Some computers include an emulator that makes it possible to run a program whose machine code wasn't created for that specific architecture. In such a case, the computer emulates the program's original target processor by running the program in emulation mode on the new processor. When emulation is used, the program usually runs more slowly than it would in native mode on the original processor. Alternatively, the program can be rewritten and recompiled so that it runs on the new processor in native mode.
How is native code generated?
The way in which machine code is generated varies from one environment to the next, depending on the nature of the software. The process often starts with a high-level programming language such C, C++, C#, Visual Basic (VB), Java, Python, Swift, Go, PHP or one of many others. The source code created in one of these languages is converted to machine code, either directly or through one or more intermediary steps.

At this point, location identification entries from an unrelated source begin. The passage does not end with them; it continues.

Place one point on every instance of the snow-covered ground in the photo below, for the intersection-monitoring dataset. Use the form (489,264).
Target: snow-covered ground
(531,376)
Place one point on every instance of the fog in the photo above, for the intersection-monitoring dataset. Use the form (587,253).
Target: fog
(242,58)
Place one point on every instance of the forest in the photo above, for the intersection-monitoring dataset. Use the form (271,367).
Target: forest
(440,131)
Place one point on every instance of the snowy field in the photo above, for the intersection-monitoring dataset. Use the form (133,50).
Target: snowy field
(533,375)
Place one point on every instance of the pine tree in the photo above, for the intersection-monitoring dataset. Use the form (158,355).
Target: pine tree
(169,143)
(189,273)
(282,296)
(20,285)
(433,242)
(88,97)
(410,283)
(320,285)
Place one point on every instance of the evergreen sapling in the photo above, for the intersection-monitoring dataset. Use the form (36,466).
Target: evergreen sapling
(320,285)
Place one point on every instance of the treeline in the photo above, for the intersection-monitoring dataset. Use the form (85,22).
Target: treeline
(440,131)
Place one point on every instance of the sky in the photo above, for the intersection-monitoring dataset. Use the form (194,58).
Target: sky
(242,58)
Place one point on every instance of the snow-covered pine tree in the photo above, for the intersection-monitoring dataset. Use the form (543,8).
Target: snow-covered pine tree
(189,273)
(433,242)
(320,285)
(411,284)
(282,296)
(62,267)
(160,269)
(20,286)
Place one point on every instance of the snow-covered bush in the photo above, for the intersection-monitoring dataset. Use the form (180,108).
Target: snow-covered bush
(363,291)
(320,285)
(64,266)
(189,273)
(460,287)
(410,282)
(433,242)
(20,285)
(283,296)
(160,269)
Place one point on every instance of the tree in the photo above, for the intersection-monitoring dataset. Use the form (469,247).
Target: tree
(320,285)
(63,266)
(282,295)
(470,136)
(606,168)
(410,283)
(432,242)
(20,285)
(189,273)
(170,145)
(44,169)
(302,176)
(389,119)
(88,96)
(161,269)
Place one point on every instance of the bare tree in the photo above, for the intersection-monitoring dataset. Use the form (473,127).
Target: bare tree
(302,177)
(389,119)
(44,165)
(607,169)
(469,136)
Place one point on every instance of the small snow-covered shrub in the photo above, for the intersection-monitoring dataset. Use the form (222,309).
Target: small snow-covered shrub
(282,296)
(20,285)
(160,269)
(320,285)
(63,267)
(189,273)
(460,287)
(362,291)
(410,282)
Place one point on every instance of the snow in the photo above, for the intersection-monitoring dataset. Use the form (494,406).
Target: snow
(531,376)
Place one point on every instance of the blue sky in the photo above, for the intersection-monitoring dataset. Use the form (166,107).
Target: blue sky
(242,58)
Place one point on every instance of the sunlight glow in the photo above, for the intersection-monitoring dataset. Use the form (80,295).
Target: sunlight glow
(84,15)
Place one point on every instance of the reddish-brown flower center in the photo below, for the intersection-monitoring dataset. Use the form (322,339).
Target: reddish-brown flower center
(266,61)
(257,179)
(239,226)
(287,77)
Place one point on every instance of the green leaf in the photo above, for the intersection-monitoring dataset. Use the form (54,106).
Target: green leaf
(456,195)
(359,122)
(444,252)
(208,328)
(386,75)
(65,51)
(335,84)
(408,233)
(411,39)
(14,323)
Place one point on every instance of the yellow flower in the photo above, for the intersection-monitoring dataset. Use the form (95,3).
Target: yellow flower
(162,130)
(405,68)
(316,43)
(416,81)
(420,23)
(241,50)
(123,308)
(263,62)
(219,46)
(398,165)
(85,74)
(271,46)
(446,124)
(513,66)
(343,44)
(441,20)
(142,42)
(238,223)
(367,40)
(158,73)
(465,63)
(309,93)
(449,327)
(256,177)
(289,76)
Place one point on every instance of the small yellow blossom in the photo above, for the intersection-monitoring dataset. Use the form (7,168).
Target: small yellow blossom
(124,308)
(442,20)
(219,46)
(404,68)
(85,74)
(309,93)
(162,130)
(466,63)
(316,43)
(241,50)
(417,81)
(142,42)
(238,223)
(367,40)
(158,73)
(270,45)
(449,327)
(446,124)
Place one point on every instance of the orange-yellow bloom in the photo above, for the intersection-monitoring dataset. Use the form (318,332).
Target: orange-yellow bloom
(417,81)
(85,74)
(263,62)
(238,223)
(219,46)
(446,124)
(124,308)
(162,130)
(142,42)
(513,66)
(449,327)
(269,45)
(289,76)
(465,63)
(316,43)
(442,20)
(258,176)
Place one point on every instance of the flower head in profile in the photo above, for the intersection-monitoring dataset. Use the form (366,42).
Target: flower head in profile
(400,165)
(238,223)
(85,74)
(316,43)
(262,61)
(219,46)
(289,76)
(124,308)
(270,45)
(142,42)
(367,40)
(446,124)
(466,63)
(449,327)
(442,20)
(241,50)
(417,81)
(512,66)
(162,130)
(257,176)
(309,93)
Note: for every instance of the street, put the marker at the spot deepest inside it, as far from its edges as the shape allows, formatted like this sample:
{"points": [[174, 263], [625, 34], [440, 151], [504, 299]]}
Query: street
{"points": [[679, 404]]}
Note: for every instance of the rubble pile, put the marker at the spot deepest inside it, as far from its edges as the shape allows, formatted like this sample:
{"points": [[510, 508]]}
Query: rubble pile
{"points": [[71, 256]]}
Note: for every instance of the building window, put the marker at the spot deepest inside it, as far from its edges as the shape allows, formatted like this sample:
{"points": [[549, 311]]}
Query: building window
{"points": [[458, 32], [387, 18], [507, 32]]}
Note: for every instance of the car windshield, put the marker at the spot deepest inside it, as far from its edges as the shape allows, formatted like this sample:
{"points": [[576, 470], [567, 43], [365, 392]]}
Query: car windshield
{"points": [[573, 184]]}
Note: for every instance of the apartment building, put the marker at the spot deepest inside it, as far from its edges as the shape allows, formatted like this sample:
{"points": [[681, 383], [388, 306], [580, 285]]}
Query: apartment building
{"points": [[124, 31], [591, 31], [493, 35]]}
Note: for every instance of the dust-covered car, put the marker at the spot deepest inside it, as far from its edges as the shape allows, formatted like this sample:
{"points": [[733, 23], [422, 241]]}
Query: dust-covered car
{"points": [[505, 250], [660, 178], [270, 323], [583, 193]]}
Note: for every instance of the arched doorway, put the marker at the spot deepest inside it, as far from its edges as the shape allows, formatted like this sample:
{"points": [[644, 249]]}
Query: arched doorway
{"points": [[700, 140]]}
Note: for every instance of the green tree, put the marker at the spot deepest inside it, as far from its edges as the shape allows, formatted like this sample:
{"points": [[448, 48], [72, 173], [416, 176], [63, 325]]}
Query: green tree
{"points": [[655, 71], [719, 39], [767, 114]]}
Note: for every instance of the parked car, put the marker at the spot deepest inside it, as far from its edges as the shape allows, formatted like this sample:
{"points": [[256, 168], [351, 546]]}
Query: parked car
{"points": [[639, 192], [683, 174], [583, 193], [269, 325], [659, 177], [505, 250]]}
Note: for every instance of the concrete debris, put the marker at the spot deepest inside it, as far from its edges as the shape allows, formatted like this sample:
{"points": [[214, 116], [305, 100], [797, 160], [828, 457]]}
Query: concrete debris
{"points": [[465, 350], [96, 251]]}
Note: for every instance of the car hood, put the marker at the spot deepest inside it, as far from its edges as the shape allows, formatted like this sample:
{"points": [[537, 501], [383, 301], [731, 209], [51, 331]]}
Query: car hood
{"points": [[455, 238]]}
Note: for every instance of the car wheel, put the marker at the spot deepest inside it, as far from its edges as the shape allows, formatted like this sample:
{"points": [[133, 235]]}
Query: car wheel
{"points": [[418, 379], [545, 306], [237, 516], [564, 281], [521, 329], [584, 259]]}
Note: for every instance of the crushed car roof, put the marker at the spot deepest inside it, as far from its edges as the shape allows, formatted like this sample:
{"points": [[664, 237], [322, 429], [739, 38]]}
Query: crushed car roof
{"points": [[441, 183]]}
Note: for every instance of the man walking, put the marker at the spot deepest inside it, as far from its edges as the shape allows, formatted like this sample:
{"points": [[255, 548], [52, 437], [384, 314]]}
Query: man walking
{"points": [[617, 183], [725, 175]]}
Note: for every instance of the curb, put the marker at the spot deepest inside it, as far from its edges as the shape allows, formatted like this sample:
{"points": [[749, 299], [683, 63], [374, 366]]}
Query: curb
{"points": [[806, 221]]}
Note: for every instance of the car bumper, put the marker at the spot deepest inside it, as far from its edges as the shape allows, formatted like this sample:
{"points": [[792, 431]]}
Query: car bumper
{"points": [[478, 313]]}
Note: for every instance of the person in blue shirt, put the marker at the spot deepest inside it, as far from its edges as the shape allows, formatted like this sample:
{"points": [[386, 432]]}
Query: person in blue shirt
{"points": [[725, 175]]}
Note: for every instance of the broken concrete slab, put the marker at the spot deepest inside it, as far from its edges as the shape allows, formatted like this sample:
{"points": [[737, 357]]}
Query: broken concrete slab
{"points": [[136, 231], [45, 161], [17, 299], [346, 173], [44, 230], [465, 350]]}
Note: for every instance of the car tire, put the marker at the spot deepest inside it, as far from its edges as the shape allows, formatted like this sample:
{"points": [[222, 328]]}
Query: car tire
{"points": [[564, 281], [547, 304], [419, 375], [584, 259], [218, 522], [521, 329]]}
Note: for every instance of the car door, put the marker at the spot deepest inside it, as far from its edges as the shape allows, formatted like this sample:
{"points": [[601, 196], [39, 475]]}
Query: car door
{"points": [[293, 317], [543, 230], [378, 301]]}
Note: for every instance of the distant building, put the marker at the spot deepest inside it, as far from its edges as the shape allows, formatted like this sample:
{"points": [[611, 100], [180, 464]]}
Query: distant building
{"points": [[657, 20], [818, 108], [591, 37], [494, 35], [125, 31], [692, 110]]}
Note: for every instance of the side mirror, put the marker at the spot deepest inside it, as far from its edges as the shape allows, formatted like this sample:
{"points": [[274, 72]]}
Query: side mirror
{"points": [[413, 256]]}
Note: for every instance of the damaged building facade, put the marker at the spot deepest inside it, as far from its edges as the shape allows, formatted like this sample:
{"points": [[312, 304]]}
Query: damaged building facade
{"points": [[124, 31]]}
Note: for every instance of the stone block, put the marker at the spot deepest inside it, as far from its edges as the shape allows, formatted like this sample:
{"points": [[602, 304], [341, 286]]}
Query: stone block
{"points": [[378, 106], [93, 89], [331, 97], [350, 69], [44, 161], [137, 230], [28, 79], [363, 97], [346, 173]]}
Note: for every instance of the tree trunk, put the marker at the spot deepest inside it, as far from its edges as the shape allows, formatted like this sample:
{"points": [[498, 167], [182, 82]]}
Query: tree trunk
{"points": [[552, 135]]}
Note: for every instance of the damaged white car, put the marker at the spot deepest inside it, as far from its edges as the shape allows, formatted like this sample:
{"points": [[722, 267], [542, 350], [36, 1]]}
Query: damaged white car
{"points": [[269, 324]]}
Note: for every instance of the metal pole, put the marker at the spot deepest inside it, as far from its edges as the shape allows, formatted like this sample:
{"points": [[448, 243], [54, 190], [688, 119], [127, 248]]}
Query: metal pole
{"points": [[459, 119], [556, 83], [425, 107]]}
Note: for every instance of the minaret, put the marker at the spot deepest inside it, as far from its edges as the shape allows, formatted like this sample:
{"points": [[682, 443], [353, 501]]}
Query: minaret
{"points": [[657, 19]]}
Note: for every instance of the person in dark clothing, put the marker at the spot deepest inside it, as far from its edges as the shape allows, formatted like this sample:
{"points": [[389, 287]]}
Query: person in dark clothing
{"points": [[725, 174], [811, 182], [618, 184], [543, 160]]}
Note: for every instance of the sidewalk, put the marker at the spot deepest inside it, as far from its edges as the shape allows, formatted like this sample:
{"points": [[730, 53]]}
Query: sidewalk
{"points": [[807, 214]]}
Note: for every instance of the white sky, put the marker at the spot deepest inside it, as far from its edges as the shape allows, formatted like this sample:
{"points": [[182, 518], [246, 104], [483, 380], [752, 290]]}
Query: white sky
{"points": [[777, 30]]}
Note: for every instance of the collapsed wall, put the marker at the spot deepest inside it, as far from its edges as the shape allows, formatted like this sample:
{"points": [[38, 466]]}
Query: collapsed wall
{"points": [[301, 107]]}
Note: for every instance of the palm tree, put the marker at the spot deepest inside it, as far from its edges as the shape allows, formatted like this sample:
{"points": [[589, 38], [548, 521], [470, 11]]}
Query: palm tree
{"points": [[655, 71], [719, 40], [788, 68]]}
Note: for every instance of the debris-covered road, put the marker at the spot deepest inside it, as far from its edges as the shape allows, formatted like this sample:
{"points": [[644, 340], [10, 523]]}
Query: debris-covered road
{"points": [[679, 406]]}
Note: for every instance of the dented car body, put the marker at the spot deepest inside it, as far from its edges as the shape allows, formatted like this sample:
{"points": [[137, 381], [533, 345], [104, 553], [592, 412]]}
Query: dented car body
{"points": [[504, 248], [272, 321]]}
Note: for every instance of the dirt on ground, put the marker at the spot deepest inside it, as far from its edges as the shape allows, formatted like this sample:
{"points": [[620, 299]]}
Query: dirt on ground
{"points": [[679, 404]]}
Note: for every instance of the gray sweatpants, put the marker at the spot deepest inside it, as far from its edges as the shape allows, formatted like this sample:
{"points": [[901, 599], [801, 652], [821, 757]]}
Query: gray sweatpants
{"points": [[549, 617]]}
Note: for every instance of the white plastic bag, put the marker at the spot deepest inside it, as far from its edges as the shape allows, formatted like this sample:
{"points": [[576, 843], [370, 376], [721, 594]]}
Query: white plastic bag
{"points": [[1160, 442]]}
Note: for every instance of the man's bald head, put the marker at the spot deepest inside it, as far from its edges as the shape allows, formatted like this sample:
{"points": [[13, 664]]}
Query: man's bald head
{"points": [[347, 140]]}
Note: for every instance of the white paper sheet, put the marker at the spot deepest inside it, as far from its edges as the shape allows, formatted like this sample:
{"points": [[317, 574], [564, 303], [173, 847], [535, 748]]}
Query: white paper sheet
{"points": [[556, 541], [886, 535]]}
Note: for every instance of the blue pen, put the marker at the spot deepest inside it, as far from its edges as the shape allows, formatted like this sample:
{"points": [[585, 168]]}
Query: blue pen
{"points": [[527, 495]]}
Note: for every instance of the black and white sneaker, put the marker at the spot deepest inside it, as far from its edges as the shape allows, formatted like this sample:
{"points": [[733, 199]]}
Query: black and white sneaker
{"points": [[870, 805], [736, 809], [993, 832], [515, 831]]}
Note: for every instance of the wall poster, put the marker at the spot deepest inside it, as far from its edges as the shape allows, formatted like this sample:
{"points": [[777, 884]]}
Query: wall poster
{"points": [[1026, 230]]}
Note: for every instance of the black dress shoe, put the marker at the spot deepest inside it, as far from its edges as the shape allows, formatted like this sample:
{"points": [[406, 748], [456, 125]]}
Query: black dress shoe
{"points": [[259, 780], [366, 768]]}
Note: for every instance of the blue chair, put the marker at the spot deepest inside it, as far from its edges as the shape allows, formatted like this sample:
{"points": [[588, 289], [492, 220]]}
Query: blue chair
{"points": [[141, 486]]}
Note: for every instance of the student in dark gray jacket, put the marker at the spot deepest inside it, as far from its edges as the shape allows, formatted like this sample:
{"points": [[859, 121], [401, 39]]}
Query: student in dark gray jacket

One approach is to use a compiler to convert the source code to assembly code and then use an assembler to generate the machine code. The machine code might then be fed into a linker that produces an executable file containing the machine code. The graphic below provides an overview of the source code conversion process.
What other approaches generate machined code?
This isn't the only approach to generating machine code. The .NET Framework, for example, uses language-specific compilers to convert source code to Intermediate Language (IL), which is then submitted to the Common Language Runtime (CLR).
The CLR contains a just-in-time compiler (JIT) to convert IL code into machine code for the target platform. Together, the CLR and JIT compiler help to improve application performance, while offering numerous other benefits, such as support for custom attributes, structured exception handling, and explicit free threading for multithreaded and scalable applications.
Java takes a similar approach to the .NET languages. From the Java source code, the compiler generates bytecode, which is then fed into the Java virtual machine (JVM) running on a target system. The JVM is part of the Java Runtime Environment (JRE). It interprets the bytecode and converts it to machine code specific to the target processor architecture. The JVM also includes a JIT compiler for processing the bytecode, which yields better application performance.
Not all software begins with a high-level programming language. Some start with an assembly language, which is considered a low-level language. Like a high-level language, an assembly language is written in plain text and is human readable.
Short descriptive words, known as mnemonics, are used to represent each instruction. For example, in the x86 assembly language, add means add, sub means subtract and inc means increase by one. An assembler is used to convert the assembly language to machine code.